Research finds that persons who score high on those kinds of experiences - and if you follow them over time, you see more rapid development of coronary heart disease - the number one killer in the United States - by looking at what is actually happening to the arteries and the narrowing of the arteries. That occurs more rapidly among persons who record these day-to-day indignities of discrimination than persons who score low on those measures. That's just one example. Another example would be research finds that pregnant women who report high levels of discrimination give birth to babies who are lower in birth weight.

MARTIN: You know, our poll also found that almost a third of African-Americans said that they've experienced racial discrimination when going to the doctor. Could you talk a little bit about that?

WILLIAMS: Sure. That data is quite consistent with something that we in the medical and research community have known for some time - that across virtually every medical intervention, from the most simple medical treatments to the most complicated treatments, blacks and other minorities receive poorer quality care than whites.

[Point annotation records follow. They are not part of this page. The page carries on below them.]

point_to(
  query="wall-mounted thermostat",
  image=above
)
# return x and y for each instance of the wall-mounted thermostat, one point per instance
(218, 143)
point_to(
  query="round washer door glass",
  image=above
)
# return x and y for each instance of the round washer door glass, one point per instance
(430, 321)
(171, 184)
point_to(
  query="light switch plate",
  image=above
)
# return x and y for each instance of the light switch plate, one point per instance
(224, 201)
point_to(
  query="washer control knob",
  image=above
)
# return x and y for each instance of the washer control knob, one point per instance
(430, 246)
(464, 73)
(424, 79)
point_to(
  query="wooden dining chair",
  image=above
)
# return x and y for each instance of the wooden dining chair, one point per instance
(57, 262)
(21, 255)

MARTIN: Now, I can imagine that some people hearing our conversation might argue that this is really about class not race, that this is a function of socio-economics. But you specifically studied this question. What have you found?

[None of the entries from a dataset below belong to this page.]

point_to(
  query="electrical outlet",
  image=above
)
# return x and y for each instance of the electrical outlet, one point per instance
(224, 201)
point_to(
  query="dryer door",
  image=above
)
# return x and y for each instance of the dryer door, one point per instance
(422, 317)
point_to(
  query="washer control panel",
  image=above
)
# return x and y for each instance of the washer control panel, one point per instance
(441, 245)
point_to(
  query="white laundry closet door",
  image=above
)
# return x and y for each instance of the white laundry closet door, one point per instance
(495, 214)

WILLIAMS: There are, in the United States, striking differences in health and in access to health care by income and education and occupational status. But what the research finds is there still is a negative effect of race at every level of socio-economic status so that African-Americans who are college educated, for example, do more poorly in terms of health than whites who are college educated.

And these racial differences in the quality and intensity of care persist for African-Americans irrespective of the quality of insurance that they have, irrespective of their education level, irrespective of their job status, irrespective of the severity of the disease.

MARTIN: Professor Williams, you've been studying this for quite some time. Does your research indicate a solution? I think one might assume that most medical professionals don't think that they're discriminating against black people.

WILLIAMS: Yes. That is a really important point. We think the majority of the discrimination that occurs in the health care context is driven by what we call implicit bias or unconscious, unthinking discrimination. If I am a normal human being, I am most likely to be prejudiced - why? - because every society, every culture, every community has in groups and out groups. And if there are some groups that you have been taught, just subtly as you were raised, to think of negatively, you will treat that person differently when you encounter someone from that group without any negative intention on your part, even if you possess egalitarian beliefs. And the first step to addressing it is to acknowledge it could be me.

MARTIN: That's David Williams. He's a professor at the Harvard T.H. Chan School of Public Health. Professor Williams, thank you so much for speaking with us.

WILLIAMS: It's been great to talk to you. Thank you.